An alternative is to use or create a dummy variable with the
required predictor values and then use `predict`

.
If you go this way make sure to specify the options `xb`

and `nooffset`

to predict the log-hazard.

Stata stores the constant as the last coefficient, here with index 17 . We add that to the year coefficients to obtain the log-hazard for each year, exponentiate to obtain hazards, and multiply by 12 and sum to obtain the cumulative or integrated hazard. Note that we only need the first five years.
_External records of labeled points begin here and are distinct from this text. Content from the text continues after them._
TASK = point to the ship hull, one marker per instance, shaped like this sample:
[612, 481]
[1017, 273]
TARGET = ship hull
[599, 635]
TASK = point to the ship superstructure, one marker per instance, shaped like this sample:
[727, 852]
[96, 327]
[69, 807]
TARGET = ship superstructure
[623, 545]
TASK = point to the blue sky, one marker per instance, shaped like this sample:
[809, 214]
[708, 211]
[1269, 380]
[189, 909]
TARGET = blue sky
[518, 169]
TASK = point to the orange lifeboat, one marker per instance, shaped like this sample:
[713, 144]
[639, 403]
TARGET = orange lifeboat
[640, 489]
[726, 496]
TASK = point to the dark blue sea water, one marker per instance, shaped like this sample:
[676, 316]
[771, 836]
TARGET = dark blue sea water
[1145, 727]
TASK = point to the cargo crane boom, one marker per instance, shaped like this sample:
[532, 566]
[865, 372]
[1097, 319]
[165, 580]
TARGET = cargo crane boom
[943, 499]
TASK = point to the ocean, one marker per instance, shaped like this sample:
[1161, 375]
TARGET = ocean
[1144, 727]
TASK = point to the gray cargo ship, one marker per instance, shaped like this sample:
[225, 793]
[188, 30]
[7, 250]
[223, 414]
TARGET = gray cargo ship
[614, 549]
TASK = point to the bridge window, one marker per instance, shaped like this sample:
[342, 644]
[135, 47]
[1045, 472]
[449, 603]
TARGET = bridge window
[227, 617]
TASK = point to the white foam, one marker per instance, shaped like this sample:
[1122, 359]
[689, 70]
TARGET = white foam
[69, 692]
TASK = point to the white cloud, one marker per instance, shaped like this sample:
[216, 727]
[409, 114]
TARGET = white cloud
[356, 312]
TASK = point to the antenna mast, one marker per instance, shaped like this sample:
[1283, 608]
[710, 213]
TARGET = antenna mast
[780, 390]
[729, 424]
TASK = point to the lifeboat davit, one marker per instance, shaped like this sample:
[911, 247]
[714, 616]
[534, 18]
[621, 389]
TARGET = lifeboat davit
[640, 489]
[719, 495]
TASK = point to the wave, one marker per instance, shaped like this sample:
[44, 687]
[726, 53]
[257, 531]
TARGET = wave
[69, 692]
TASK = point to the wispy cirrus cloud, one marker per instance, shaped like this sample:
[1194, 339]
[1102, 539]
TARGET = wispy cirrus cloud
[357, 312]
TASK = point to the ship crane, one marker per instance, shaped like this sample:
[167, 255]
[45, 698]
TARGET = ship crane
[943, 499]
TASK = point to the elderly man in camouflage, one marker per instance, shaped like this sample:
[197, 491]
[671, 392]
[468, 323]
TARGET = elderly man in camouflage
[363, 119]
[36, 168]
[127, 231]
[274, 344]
. mata // mata (type end to exit) : b = st_matrix("e(b)") : logh = b[17] :+ b[1..5] : h = exp(logh) : H = runningsum(12 * h) : S = exp(-H) : S 1 2 3 4 5 1 .7706798852 .5882188201 .4916958096 .4379748047 .3955311901 : end

These calculations apply to the reference cell and are not very meaningful because they set age to zero (and age, by the way, is measured in months).
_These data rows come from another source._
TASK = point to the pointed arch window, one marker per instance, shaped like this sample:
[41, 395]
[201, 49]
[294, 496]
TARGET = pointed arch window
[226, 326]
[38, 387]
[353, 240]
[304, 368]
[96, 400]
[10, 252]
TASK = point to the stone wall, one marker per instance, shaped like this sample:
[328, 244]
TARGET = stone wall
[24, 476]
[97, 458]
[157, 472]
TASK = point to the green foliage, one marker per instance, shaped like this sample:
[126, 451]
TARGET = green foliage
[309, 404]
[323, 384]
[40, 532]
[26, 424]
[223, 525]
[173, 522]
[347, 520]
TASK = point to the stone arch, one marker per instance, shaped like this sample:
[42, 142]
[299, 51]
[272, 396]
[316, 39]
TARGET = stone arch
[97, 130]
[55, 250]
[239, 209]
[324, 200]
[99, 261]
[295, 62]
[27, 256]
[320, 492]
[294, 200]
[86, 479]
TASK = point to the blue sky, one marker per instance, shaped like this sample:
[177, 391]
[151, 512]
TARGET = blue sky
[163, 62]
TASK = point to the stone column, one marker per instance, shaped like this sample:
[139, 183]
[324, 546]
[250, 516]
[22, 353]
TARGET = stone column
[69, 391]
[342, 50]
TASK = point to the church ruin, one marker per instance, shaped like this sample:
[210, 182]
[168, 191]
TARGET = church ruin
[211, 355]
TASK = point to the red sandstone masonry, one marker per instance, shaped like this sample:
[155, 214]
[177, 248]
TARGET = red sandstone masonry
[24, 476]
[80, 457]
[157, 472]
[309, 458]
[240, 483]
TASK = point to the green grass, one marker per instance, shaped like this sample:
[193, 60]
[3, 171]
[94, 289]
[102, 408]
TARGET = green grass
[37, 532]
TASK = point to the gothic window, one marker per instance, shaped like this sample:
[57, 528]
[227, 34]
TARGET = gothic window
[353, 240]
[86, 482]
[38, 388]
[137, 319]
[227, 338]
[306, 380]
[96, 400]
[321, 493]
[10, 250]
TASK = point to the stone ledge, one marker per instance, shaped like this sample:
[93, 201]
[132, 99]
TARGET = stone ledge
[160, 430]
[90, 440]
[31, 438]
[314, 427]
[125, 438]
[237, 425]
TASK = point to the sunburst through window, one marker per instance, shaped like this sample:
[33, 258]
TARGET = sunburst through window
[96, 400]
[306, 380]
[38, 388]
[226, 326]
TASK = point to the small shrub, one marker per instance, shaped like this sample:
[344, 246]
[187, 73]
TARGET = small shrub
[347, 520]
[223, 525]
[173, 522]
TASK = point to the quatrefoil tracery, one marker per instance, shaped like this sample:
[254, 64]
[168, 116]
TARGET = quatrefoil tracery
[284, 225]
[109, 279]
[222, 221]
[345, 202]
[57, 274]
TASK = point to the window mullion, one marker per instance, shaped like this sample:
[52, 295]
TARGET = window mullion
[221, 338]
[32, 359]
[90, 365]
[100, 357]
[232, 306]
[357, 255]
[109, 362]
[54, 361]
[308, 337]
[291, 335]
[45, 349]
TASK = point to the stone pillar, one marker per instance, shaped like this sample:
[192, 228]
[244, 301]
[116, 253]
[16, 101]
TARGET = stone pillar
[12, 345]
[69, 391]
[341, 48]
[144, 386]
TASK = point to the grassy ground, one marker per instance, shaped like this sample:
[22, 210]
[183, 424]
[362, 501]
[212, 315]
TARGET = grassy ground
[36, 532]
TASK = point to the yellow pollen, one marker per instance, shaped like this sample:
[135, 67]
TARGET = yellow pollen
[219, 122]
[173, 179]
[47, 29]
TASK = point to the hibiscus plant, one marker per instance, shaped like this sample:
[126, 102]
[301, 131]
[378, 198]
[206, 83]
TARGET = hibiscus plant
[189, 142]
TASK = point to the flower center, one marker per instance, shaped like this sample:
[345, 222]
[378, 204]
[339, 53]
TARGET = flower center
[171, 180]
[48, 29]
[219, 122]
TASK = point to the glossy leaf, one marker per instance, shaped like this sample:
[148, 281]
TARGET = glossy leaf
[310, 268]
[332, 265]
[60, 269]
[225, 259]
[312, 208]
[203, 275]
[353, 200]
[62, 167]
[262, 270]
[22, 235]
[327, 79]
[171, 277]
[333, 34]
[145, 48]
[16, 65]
We will now estimate the probability of staying out of prison
for five years given average values of the predictors.
In calculating the mean of each predictor we have to be careful
to include only one observation per person, so we restrict the
calculation to the first interval. The easiest way to compute
means in Stata is to `collapse`

. keep if year == 0 (5273 observations deleted) . save recid1, replace file recid1.dta saved . collapse `predictors'

Now that we have the means we multiply each by the corresponding
coefficient to obtain the linear predictor `xb`

. scalar xb = 0 . foreach var of local predictors { 2. scalar xb = xb + `var' * _b[`var'] 3. } . di "xb=" xb -.79219682 . mata exp( -H[5] * exp(st_numscalar("xb")) ) .6570278064

Thus, the probability of staying out of prison for the average person is 65.7%. We can easily calculate this probability for felons and non-felons keeping all other variables at their means. All we need to do is subtract the coefficient of felon times the mean to get the linear predictor for a non-felon, and then add the coefficient to get the linear predictor for felons:

. scalar xb0 = xb - felon*_b[felon] . scalar xb1 = xb0 + _b[felon] . mata exp( -H[5] * exp(st_numscalar("xb0")) ) .6317763048 . mata exp( -H[5] * exp(st_numscalar("xb1")) ) .7077167906

The predicted probability is 70.8% for felons and 63.2% for non-felons when all other characteristics are set to the mean, a difference of 7.6 percentage points.

An alternative calculation sets every person to be a felon or non-felon leaving
all other characteristics as they are, and then averages the predicted
probability of surviving five years without returning to prison.
To do this we need the file with the first episode for each person, which
conveniently I saved. I'll also store the cumulative hazard at duration 60
in scalar `H5`

. use recid1, clear . scalar drop _all // to reuse names xb0 and xb1 . mata st_numscalar("H5",H[5]) . gen xb0 = 0 . local predictors workprg priors tserved felon alcohol drugs black married educ age . foreach var of local predictors { 2. if "`var'" == "felon" continue 3. quietly replace xb0 = xb0 + `var' * _b[`var'] 4. } . gen xb1 = xb0 + _b[felon] . gen S0 = exp(-H5 * exp(xb0) ) . gen S1 = exp(-H5 * exp(xb1) ) . sum S0 S1

Variable | Obs Mean Std. Dev. Min Max |

S0 | 1445 .6118797 .1549424 .0021267 .9595686 |

S1 | 1445 .6857928 .1392872 .0097329 .9694076 |

The average probability of staying out of prison for five years is 68.6% if a felon and 61.2% if not, a difference of 7.4 percentage points. This can be interpreted as a discrete marginal effect.